Het commentaar van Grote vestigt de aandacht vooral op het gebruik van de tympanometer ten behoeve van het juiste beleid van de huisarts bij kleine kinderen met OME. De in de huisartspraktijk gebruikte tympanometer is kindvriendelijk. Het maken van een tympanogram kost de huisarts niet meer tijd dan inspectie van het trommelvlies met behulp van zijn elektrische oorspiegel. Het tympanogram is goed reproduceerbaar (geen interdoktervariatie). Het tympanogram wordt desgewenst op eenvoudige wijze geprint en kan worden vergeleken met elke meting die wordt verricht op een later tijdstip. De indeling van het tympanogram in de klassen A (normaal), B (passend bij effusie in het middenoor) en C1 en C2 (wijzend op effusie dan wel onderdruk in het middenoor) is eenvoudig te hanteren. Het onderzoek kan onbeperkt worden herhaald.
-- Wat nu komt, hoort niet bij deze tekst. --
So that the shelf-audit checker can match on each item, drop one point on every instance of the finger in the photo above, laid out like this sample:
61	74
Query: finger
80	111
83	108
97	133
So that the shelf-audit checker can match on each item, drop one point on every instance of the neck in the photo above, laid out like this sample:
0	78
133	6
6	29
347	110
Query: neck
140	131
Het C2-tympanogram is geen voorspeller van de effectiviteit van adenotomie bij deze kinderen. Wel wijst een C2-tympanogram op een gunstige prognose van een eventueel bestaande OME. Bij kinderen met een langer bestaand B-tympanogram en andere aanwijzingen voor effusie van het middenoor zijn trommelvliesbuisjes geïndiceerd, aldus Grote.
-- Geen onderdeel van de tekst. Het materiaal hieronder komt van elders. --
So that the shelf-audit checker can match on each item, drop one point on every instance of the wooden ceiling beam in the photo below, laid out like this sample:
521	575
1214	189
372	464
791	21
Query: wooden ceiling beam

Op grond van de beperkte werkzaamheid van antibiotica bij OME zal de discussie over de behandeling van deze aandoening zich meer moeten verplaatsen naar de juiste indicatiestelling voor de beschikbare behandeling. Om te bewerkstelligen dat trommelvliesbuisjes niet te vroeg (‘onnodig’) en niet te laat worden geplaatst, lijkt tympanometrie in de handen van de huisarts voorlopig meer gewenst dan een recept voor een antibioticum.
(Geen onderwerp)
Leiden, februari 1997,
Ik steun het pleidooi van collega Ponsioen voor een verbeterde diagnostiek van OME in de huisartspraktijk. Daarbij kan een tympanogram een belangrijke rol spelen. Er is geen enkele reden waarom tympanometrie door de huisarts niet goed uitgevoerd zou kunnen worden. Ik vind deze methode bijzonder geschikt voor de selectie van patiëntjes die voor behandeling van OME in aanmerking komen, als dit maar geen antibiotische behandeling is.